Do we open it with curiosity - or brace ourselves, hoping it goes away?
Do we run, numb, or lash out from the emotions long tucked away?
Or are we willing to pause… and listen?
Not to blame. Not to fix. But to understand why it’s here.
Because it always comes with a reason.
Not to punish, but to free.
The past doesn’t return because we failed - it returns because we’ve grown.
Because we are ready to see something new, feel something differently, or take an action that we couldn’t before.
Life doesn’t move in a straight line. It spirals. And as we rise on that spiral, we pass by old experiences - but from a new height, with new eyes.
Maybe that’s what healing is. Not forgetting, but arriving again - more awake.
Lately I’ve asked myself, What is this door I just opened here to show me?
And the answer, as always, brings me back to the self.
There’s a tenderness that surfaces first. A recognition of all the times I didn’t listen to what I knew inside. Times I said yes when my whole being whispered no. When I chose comfort, familiarity, or the needs of others over the quiet knowing within me.
And still, I meet that part of me now not with shame - but with gratitude.

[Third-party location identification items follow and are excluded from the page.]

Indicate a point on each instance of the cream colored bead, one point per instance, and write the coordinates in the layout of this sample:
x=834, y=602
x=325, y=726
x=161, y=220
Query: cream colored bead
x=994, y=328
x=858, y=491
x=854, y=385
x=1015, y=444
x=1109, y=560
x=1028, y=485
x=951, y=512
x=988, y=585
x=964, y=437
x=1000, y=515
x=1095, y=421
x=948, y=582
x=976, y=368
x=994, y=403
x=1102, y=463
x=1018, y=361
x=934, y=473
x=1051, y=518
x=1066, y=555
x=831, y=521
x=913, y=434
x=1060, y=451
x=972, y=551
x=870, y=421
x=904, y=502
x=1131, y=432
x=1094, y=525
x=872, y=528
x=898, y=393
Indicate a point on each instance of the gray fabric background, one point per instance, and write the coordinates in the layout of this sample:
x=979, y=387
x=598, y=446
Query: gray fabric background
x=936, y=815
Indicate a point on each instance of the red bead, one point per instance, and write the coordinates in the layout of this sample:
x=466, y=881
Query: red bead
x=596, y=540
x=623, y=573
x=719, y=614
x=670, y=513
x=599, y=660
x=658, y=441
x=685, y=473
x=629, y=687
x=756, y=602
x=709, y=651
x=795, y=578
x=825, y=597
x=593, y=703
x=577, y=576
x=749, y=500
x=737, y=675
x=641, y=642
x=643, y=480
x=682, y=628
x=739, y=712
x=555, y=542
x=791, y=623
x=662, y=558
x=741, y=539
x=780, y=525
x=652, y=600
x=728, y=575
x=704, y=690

Because I’m not who I was then.
Neither are you.
This is the beauty of awareness: we evolve.
Even when the first feeling is disappointment or sorrow, we can also feel the gift of growth. That deeper voice—the one that once was muted - is now louder. Clearer. And it's being honored.
When the past returns, it’s not to keep us stuck. It’s to help us soften what’s still clenched inside. To move energy. To open space. To feel, finally, what we couldn’t hold back then.

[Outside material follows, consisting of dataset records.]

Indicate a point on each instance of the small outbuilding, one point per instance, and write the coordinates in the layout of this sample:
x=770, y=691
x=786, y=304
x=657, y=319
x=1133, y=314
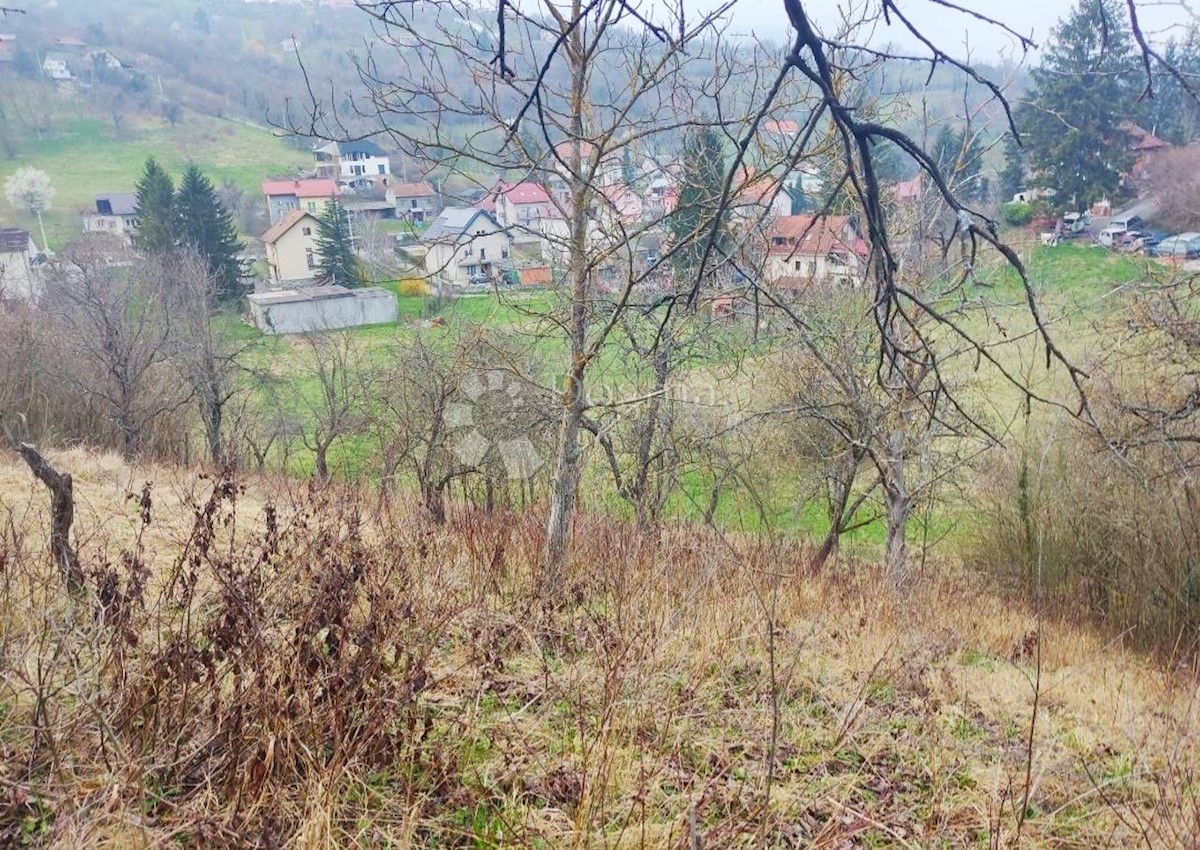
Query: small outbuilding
x=321, y=307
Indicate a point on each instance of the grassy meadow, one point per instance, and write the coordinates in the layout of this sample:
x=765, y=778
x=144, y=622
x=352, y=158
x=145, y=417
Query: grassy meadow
x=84, y=155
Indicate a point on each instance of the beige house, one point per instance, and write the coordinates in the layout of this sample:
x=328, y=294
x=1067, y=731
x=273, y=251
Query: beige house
x=18, y=279
x=292, y=247
x=465, y=245
x=807, y=250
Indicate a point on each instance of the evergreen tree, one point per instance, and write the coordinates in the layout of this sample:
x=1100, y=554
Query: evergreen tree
x=700, y=193
x=156, y=210
x=960, y=160
x=1012, y=177
x=1084, y=89
x=335, y=252
x=203, y=222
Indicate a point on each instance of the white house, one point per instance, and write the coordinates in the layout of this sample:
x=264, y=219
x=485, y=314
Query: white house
x=115, y=213
x=346, y=161
x=465, y=243
x=292, y=247
x=57, y=66
x=805, y=250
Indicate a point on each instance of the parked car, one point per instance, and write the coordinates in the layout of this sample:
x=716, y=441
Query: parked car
x=1119, y=225
x=1186, y=246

It’s not always about doing. Sometimes it’s about being present with what rises.
The grief. The clarity. The release. The choice.
And in that presence, we reclaim power.
We step forward - not dragging the past behind us like an anchor, but using it as a stepping stone toward greater love, truth, and self-trust.
So when something old returns, ask not why again?
But what now?
What new freedom is ready to unfold?